Resources for the "Evaluating the Factual Consistency of Abstractive Text Summarization" paper

Overview

Evaluating the Factual Consistency of Abstractive Text Summarization

Authors: Wojciech Kryściński, Bryan McCann, Caiming Xiong, and Richard Socher

Introduction

Currently used metrics for assessing summarization algorithms do not account for whether summaries are factually consistent with source documents. We propose a weakly-supervised, model-based approach for verifying factual consistency and identifying conflicts between source documents and a generated summary. Training data is generated by applying a series of rule-based transformations to the sentences of source documents. The factual consistency model is then trained jointly for three tasks:

  1. identify whether sentences remain factually consistent after transformation,
  2. extract a span in the source documents to support the consistency prediction,
  3. extract a span in the summary sentence that is inconsistent if one exists. Transferring this model to summaries generated by several state-of-the art models reveals that this highly scalable approach substantially outperforms previous models, including those trained with strong supervision using standard datasets for natural language inference and fact checking. Additionally, human evaluation shows that the auxiliary span extraction tasks provide useful assistance in the process of verifying factual consistency.

Paper link: https://arxiv.org/abs/1910.12840

Table of Contents

  1. Updates
  2. Citation
  3. License
  4. Usage
  5. Get Involved

Updates

1/27/2020

Updated manually annotated data files - fixed filepaths in misaligned examples.

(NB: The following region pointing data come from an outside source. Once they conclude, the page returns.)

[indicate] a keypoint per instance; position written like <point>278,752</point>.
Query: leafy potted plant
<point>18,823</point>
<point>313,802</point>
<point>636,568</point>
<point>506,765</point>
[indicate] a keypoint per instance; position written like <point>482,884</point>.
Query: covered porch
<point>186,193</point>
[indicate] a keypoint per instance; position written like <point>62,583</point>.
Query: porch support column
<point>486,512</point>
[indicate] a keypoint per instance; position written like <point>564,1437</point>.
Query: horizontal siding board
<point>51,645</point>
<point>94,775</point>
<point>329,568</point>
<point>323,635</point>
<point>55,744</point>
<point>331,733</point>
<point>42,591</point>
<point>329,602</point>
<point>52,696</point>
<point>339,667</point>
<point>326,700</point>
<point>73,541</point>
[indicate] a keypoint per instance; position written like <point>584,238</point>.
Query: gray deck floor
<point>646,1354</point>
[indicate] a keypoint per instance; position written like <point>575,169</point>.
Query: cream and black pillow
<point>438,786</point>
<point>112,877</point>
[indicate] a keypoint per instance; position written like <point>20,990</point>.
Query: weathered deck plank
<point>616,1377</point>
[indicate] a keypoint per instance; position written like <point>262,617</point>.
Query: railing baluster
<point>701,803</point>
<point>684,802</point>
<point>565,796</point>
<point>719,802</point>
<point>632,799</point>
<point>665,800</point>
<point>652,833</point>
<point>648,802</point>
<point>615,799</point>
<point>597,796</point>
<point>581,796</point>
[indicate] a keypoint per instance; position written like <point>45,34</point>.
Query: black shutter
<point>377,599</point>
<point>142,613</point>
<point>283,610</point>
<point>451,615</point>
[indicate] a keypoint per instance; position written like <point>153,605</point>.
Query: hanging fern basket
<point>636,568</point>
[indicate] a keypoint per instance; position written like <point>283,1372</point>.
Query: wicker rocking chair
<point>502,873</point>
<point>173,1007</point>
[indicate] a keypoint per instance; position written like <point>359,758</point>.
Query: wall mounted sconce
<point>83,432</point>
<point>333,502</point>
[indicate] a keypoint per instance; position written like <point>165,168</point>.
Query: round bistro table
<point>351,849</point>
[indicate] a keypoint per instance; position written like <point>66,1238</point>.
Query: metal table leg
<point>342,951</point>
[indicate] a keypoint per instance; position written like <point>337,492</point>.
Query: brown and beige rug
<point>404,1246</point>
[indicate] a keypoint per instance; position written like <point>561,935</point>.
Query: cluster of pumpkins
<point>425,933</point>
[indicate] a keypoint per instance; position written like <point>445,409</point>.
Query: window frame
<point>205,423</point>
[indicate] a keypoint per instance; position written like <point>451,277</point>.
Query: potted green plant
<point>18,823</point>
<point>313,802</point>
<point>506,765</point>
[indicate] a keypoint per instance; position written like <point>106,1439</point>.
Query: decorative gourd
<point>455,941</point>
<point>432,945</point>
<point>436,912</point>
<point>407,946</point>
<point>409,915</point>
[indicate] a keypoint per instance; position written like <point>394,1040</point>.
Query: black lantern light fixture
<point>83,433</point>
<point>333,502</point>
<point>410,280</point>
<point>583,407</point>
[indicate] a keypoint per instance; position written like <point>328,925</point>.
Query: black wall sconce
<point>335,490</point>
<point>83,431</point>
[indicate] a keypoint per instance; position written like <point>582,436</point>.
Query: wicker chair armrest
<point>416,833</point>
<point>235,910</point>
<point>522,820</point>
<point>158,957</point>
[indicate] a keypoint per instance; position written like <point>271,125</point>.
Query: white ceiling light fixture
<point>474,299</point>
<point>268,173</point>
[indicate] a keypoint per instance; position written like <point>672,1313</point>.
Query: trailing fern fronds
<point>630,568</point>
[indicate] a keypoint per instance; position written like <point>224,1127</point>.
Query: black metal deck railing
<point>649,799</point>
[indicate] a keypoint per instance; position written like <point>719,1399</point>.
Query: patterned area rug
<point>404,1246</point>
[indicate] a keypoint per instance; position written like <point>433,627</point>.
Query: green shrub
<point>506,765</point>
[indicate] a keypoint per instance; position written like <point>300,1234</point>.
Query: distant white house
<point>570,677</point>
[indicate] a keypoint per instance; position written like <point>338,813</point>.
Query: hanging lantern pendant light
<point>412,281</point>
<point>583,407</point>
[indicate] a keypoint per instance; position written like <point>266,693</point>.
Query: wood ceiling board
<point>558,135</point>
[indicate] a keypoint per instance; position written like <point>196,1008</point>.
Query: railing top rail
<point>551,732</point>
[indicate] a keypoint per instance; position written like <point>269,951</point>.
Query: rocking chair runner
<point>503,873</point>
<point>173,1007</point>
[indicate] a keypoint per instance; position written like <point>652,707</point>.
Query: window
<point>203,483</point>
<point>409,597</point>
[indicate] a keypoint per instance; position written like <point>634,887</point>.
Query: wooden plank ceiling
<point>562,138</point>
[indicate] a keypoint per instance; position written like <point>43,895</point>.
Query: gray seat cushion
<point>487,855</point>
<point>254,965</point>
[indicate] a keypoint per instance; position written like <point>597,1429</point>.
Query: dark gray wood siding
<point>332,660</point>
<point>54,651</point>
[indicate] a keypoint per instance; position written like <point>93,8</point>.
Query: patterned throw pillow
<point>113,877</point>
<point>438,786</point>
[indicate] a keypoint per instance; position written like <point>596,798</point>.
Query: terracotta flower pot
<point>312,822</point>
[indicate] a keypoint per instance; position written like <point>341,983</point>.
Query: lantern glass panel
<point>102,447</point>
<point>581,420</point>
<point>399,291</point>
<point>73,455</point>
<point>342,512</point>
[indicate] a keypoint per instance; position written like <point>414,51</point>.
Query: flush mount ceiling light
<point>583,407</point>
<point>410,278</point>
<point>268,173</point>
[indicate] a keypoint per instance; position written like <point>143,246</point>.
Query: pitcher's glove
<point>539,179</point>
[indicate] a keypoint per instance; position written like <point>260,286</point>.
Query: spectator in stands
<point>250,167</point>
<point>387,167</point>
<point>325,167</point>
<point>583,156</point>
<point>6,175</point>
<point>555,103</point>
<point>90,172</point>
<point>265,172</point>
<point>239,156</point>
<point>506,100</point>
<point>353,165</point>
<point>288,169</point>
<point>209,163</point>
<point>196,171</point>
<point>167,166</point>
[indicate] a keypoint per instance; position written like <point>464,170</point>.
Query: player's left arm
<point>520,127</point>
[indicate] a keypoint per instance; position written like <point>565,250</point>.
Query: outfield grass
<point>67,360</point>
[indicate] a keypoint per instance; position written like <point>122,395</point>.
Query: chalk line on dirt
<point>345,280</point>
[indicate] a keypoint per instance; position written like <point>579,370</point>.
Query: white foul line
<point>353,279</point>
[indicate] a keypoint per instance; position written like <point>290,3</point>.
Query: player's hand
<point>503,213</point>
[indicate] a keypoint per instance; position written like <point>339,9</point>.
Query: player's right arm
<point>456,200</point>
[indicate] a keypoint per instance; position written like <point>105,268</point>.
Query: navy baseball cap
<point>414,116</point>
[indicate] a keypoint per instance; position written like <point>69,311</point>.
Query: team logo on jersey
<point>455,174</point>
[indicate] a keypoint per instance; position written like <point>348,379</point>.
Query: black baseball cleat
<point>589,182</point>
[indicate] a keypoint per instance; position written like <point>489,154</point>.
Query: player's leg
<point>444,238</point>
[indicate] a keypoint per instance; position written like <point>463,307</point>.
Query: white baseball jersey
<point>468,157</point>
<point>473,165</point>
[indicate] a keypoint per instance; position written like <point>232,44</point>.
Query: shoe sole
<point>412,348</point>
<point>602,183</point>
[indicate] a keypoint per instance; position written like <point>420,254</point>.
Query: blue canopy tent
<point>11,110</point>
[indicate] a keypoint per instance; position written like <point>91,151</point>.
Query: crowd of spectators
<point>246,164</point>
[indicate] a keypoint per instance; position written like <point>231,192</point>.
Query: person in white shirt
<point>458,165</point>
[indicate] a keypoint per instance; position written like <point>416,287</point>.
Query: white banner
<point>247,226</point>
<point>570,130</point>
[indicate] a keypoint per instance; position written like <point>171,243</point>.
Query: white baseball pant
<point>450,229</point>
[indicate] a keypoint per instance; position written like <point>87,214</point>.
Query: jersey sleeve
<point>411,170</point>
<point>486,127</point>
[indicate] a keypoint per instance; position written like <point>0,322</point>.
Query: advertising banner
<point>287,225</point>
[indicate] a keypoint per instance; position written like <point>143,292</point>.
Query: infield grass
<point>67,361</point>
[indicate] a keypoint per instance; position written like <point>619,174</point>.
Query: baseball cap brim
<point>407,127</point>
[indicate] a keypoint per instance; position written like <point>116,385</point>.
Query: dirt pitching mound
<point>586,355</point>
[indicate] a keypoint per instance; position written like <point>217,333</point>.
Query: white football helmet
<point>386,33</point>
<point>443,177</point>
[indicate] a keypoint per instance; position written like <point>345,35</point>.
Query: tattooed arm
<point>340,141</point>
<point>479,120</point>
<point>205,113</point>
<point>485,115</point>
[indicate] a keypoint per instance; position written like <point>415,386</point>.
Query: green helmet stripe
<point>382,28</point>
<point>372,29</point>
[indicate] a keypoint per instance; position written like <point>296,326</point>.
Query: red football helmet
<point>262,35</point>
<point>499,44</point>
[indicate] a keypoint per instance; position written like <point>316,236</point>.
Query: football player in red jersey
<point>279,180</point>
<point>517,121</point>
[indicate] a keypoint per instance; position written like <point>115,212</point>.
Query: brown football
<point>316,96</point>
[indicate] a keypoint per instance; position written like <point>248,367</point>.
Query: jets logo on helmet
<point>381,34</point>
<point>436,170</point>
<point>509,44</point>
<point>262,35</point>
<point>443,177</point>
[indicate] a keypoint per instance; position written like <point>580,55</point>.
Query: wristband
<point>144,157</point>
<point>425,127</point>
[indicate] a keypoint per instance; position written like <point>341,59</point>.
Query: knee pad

Updated model checkpoint files - recomputed evaluation metrics for fixed examples.

Citation

@article{kryscinskiFactCC2019,
  author    = {Wojciech Kry{\'s}ci{\'n}ski and Bryan McCann and Caiming Xiong and Richard Socher},
  title     = {Evaluating the Factual Consistency of Abstractive Text Summarization},
  journal   = {arXiv preprint arXiv:1910.12840},
  year      = {2019},
}

License

The code is released under the BSD-3 License (see LICENSE.txt for details), but we also ask that users respect the following:

This software should not be used to promote or profit from violence, hate, and division, environmental destruction, abuse of human rights, or the destruction of people's physical and mental health.

Usage

Code repository uses Python 3. Prior to running any scripts please make sure to install required Python packages listed in the requirements.txt file.

Example call: pip3 install -r requirements.txt

Training and Evaluation Datasets

Generated training data can be found here.

Manually annotated validation and test data can be found here.

Both generated and manually annotated datasets require pairing with the original CNN/DailyMail articles.

To recreate the datasets follow the instructions:

  1. Download CNN Stories and Daily Mail Stories from https://cs.nyu.edu/~kcho/DMQA/
  2. Create a cnndm directory and unpack downloaded files into the directory
  3. Download and unpack FactCC data (do not rename directory)
  4. Run the pair_data.py script to pair the data with original articles

Example call:

python3 data_pairing/pair_data.py <dir-with-factcc-data> <dir-with-stories>

Generating Data

Synthetic training data can be generated using code available in the data_generation directory.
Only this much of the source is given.